Neologistic compounds
A lot of writers and poets used Neologistic compounds. Some Liverpool poets as Adrian Henry (b.1932), Roger McGough (b.1937), and Brian Patten (b.1946) can show Neologistic compounds in their poems.
Joycean lexicoining is but one of the several techniques described in earlier pages available to any author who wishes to neologize. For example, there may be a novel use of affixes:
Altarwise by owl-light in the half-way house
The gentleman lay graveward with his furies;
(Dylan Thomas, “Altarwise by Owl-light”, 1935-6)
Or an unusual word-class conversion:
we slipped thro’ the frenchwindows
and arminarmed across the lawn
(Roger McGough, “The Fish”, 1967)
But innovative compounds are particularly widespread, and deserve special space.
The staid set of compound lexemes which was illustrated before does not even begin to capture the exuberant inventiveness which can be seen in English literature from its earliest days. Old English was dominated by its creative compounding, as seen in such forms as hronrad ‘sea’ (literally, ‘whale-road’), and, much later, Shakespeare made considerable use of Neologistic compounds: pity-pleading eyes and oak-cleaving thunderbolts. Sometimes several items are joined in a compound-like way:
a base, proud, shallow, beggarly, three-suited-
hundred-pound, filthy woosted-stocking
knave, a Lilly-livered, action-taking,
whoreson, glasse-gazing super-seruiceable
finicall Rogue
(King Lear, II.ii.15)
It is not a great remove from here to the Joycean juxtapositions of Ulysses, 1922:
a broadshouldered deepchested stronglimbed frankeyed
redhaired freely freckled shaggy-bearded widemouthed
largenosed longheaded deepvoiced barekned
brawnyhanded hairylegged ruddyfaced sinewyarmed hero.
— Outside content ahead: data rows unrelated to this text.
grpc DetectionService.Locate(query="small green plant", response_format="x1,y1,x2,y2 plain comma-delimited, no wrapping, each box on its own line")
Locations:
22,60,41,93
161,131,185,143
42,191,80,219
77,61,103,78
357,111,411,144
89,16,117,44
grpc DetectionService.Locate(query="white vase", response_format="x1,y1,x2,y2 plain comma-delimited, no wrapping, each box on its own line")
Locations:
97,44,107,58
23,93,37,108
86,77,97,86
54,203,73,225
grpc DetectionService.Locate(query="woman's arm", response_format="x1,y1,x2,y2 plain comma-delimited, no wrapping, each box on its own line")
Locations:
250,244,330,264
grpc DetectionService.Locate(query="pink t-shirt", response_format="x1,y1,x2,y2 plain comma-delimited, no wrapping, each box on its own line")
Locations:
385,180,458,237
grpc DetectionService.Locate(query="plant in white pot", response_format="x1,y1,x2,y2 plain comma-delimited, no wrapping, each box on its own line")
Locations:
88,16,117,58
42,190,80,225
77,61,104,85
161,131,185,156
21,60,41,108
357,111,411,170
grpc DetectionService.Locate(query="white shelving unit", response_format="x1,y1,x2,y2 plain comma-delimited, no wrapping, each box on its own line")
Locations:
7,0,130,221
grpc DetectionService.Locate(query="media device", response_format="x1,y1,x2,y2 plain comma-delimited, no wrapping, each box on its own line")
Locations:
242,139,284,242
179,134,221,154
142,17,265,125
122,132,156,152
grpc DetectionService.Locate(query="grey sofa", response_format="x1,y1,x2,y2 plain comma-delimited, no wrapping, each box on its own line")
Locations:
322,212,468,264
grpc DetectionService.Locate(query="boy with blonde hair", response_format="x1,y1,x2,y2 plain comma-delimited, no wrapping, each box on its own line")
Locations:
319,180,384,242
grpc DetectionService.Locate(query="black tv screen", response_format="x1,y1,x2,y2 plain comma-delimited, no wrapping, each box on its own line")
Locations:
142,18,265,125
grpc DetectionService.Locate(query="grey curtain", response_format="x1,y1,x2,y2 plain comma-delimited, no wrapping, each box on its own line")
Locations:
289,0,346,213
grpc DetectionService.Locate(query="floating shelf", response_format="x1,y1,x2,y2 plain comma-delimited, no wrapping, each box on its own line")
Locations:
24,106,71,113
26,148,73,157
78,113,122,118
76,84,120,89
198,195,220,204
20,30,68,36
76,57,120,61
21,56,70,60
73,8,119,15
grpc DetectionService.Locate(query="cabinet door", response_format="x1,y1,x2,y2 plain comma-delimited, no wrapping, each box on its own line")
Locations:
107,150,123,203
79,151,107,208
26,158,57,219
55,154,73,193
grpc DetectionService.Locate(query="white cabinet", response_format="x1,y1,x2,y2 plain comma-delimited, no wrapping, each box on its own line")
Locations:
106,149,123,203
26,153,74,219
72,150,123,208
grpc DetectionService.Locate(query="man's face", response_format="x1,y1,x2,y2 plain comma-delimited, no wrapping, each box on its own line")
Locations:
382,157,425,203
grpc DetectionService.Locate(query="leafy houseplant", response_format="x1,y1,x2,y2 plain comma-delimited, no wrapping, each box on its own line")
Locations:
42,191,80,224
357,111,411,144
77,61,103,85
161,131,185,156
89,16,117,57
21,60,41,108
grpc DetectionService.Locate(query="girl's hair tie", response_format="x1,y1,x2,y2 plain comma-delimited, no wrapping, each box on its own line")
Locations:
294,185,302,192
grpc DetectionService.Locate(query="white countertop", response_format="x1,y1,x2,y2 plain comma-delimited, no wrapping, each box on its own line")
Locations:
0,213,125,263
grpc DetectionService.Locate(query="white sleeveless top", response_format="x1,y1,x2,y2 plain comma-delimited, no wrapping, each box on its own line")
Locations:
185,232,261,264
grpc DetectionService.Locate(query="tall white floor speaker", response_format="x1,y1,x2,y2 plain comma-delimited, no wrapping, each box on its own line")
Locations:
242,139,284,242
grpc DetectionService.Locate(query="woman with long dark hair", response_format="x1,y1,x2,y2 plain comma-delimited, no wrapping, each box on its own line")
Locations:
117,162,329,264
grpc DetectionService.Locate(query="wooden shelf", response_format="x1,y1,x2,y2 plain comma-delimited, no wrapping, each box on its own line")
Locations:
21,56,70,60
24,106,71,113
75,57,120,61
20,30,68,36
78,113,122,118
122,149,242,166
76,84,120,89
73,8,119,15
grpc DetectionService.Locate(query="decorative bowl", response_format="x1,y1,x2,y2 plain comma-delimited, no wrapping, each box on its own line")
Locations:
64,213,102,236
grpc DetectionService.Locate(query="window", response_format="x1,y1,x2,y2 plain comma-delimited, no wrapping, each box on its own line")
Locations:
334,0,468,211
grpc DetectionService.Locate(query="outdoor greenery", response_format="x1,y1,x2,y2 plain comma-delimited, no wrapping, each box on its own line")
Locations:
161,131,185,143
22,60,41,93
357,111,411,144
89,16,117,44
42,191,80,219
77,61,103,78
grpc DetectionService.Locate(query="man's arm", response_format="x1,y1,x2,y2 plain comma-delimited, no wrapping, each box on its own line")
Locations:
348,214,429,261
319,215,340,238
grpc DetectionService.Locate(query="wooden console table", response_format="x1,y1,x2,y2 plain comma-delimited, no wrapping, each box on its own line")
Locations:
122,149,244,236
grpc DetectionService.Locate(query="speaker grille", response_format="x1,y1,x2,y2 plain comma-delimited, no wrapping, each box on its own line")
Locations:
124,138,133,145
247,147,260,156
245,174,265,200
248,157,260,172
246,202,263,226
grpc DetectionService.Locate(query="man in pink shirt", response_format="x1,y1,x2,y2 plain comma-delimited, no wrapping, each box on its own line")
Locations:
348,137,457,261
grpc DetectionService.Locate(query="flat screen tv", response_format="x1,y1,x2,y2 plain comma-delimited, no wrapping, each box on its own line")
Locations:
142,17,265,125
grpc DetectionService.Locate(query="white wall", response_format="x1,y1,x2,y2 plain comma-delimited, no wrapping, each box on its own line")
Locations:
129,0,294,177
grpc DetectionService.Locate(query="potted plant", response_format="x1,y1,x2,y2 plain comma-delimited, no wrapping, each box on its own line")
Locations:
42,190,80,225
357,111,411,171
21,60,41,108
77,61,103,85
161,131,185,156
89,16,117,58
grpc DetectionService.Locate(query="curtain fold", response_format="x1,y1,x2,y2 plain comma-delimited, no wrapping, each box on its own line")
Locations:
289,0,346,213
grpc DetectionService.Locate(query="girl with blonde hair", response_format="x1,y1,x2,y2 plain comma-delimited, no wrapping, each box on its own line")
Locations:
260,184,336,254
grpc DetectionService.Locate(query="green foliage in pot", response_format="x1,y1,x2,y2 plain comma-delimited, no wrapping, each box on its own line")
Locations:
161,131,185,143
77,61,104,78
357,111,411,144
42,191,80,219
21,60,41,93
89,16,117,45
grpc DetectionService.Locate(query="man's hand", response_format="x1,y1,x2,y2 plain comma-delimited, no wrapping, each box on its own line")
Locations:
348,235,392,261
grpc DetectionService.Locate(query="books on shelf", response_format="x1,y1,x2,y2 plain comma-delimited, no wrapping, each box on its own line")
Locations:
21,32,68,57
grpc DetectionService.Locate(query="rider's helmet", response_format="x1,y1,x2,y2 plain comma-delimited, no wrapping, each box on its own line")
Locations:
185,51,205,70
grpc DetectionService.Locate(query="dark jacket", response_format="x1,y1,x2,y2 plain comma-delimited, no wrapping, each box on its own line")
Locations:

or to the lexical creations of Gerard Manely Hopkins, mixing hyphenated and solid forms:
This darksome burn, horseback brown,
His rollrock highroad roaring down…
A windpuff-bonnet of fawn-froth
Turns and twindles over the broth…
(“Inversnaid”, 1881)
Of course, simply to print a series of words without spaces between them is hardly to create a compound, except at a most superficial level. A real compound acts as a grammatical unit, has a unified stress pattern, and has a meaning which is in some way different from the sum of its parts. Many literary compounds do none of this, and have a solely graphic appeal, as in this later line from Roger McGough’s poem:
Then you took of your other glove
There is perhaps a phonetic implication in such forms, suggestive of a difference in rhythm or speed of utterance when read aloud; but there is no grammatical or semantic change involved. A different kind of point is being made: to break graphic convention for its own sake reinforces the iconoclastic, irreverent tone with which the Liverpool Poets of the 1960s came to be identified.